Selon le président de la Conférence Conférence des Évêques Haïtiens (CEH), le pays est plongé dans une « dictature du kidnapping ». Cette déclaration a été faite en marge d’une messe célébrée à l’Église St-Pierre de Pétionville pour exiger la libération des prêtres et fidèles catholiques enlevés depuis le 11 avril passé. À la fin de cette messe, « des échauffourées ont éclaté entre les militants et les forces de l’ordre qui ont fait usage abusif du gaz lacrymogène dans les parages de l’Église avec tous fidèles catholiques, les prêtres et autres se trouvant à l’intérieur. Ce qui a valu une situation de panique dans l’Église » (Extrait, Le National, 16 avril 2021), mais aussi dans les rues de Pétionville en général. Il faut noter que l’usage abusif du gaz lacrymogène rentre dans les stratégies répressives de pouvoir pour mater toute tentative de soulèvement populaire. Le vendredi 16 avril, AlterPresse (16 avril 2021) rapporte que « plusieurs dizaines de personnes, dont des militantes et militants politiques, ont défilé, dans les rues de la capitale, Port-au-Prince, pour exprimer leur solidarité avec les victimes des massacres perpétrés au Bel Air et les membres du Syndicat de la police nationale d’Haïti (Spnh-17), persécutés par le haut commandement de la police ».
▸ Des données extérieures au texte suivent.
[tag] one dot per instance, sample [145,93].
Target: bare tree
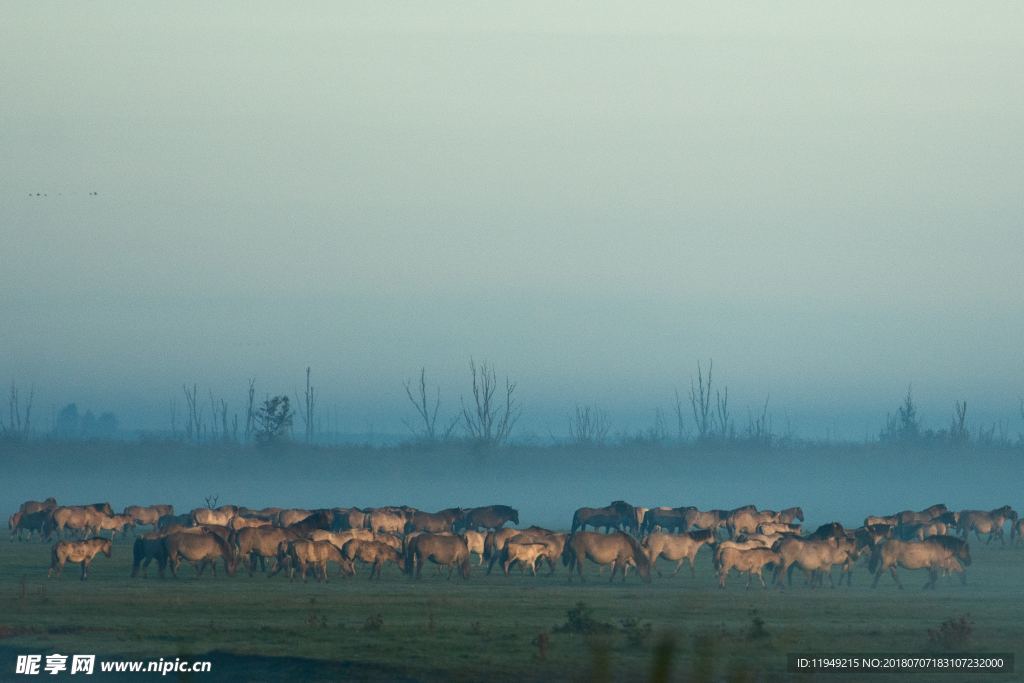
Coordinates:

Face au refus des partis politiques de l’opposition et surtout de la dénonciation de sa complicité avec le régime dictatorial, la plateforme interreligieuse Religions pour la Paix a abandonné le dernier processus de dialogue amorcé par Jovenel Moise pour pouvoir avancer dans la réalisation du « référendum constitutionnel » et les élections. Néanmoins plusieurs grands alliés du régime ont admis l’impossibilité de réaliser un tel référendum dans le contexte actuel du pays. Ce projet vient d’être d’ailleurs dénoncé par le Collectif du 4 décembre.

 

  1. International

Le 5e premier ministre Joseph Jouthe, en fonction depuis le mois mars 2020 a présenté sa démission le 14 avril dernier. Il a été immédiatement remplacé par Claude Joseph, un ancien opposant devenu fervent serviteur et qui était alors ministre des affaires étrangères. Alors qu’il est l’un des principaux artisans des activités de propagande et lobbying à l’international le projet illégal de changement constitutionnel et d’organisation d’élection, la « communauté internationale », malgré son soutien à ce régime dictatorial, a quand même exprimé une réserve par rapport à ces projets. « Après les critiques du BINUH du processus devant amener à l’adoption de la nouvelle constitution entamée par l’Administration de Jovenel Moise, l’organisation des États américains (OEA) s’est prononcée sur l’insécurité incontrôlable dans le pays. […]. Le secrétaire général de l’OEA exhorte les autorités concernées à déployer tous les efforts requis en vue de protéger la population haïtienne et de lui permettre d’évoluer dans un environnement paisible où la peur et la violence n’ont pas droit de cité » (Extrait, Le National, 15 avril 2021). Le 15 avril passé, l’UNICEF a publié un rapport sur les droits humains en Haïti. Selon ce rapport, depuis le dernier trimestre de 2020, 73 enfants et femmes sont victimes (assassinats, viols, tortures, etc.) de violences des gangs armés. Cette organisation appelle à la fin de la violence des gangs armées sans indexer la complicité du gouvernement en place.

 

 

  1. Économie et société

L’économiste haïtien Daniel Dorsainvil a révélé dans les colonnes du journal Le Nouvelliste (13 avril 2021) que « le produit intérieur brut (PIB) par habitant est inférieur à celui de 1945 ». Avec un taux de croissance de – 2% pour 2021, il n’y aura aucune croissance en 2021, renchérit-il. L’économie du pays est chute libre. Le 17 avril dernier, il fallait 82,66 pour un dollar US. L’économie du pays continue de s’effondrer.